Tech transfer for a stronger and more sustainable Flemish economy

With the recent creation of the spin-off Enperas (which offers software for sustainability assessments of construction products) and the imminent launch of Mona (a spin-off that will develop eye scans to detect for example diabetes), VITO is doing what it should: adding value to the expertise and technology it has developed by transferring it to industry. The two spinoffs are the latest in a growing list of companies that have emerged from within VITO – about ten in the past five years.

This ‘tech transfer’ can take place in two ways: through the sale of a licence to an existing company, or through the creation of a spin-off.

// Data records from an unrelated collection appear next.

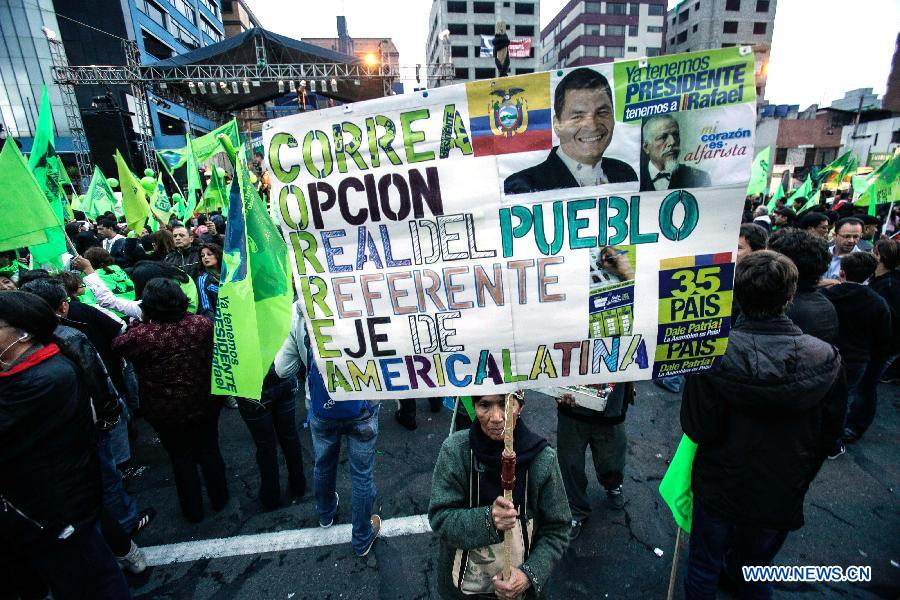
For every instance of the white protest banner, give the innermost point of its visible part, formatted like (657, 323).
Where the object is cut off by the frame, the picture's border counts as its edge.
(571, 227)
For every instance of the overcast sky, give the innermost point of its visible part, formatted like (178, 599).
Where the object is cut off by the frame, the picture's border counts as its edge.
(820, 49)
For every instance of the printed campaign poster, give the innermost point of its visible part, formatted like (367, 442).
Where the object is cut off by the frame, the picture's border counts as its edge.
(573, 227)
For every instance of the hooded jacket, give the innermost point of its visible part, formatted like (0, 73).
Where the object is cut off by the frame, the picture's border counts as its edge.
(49, 468)
(764, 422)
(864, 319)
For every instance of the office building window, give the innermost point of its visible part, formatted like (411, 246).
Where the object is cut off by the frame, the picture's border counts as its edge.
(155, 47)
(153, 10)
(524, 8)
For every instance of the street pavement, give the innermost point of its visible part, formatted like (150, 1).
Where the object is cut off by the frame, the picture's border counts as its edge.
(852, 518)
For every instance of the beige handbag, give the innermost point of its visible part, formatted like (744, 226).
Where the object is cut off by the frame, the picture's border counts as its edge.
(474, 570)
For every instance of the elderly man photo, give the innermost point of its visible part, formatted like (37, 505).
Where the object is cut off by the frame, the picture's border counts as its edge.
(583, 119)
(660, 149)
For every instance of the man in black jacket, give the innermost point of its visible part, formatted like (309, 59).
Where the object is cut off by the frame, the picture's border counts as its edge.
(764, 422)
(583, 120)
(811, 311)
(864, 318)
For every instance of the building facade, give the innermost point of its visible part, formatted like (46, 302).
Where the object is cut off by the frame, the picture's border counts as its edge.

In most cases, this strengthens the Flemish economy, which is at the core of VITO’s mission. By doing so, VITO is injecting sustainability into Flemish industry.

Launching a spin-off

For the creation of a spin-off, the first step is to detect opportunities for adding value within VITO. ‘We have specific programmes for this,’ says Bart Swaelens Head of Tech Transfer and Venture Development at VITO. ‘Take for example ‘accelerate your business idea’ or AYOUBI, an initiative through which we encourage our employees to come up with interesting business ideas.’ Once such an opportunity has been identified, the key is to allow it to mature. ‘We then build a team around it. The quality of that team makes or breaks the success of a spin-off. A good balance between VITO expertise and external entrepreneurship is important. That’s why we’ve engaged Luc Plancke for Enperas.’ Then a business plan and a financial plan are drawn up, and it is crucial to find external investors. Once these have been found, the spin-off can be launched.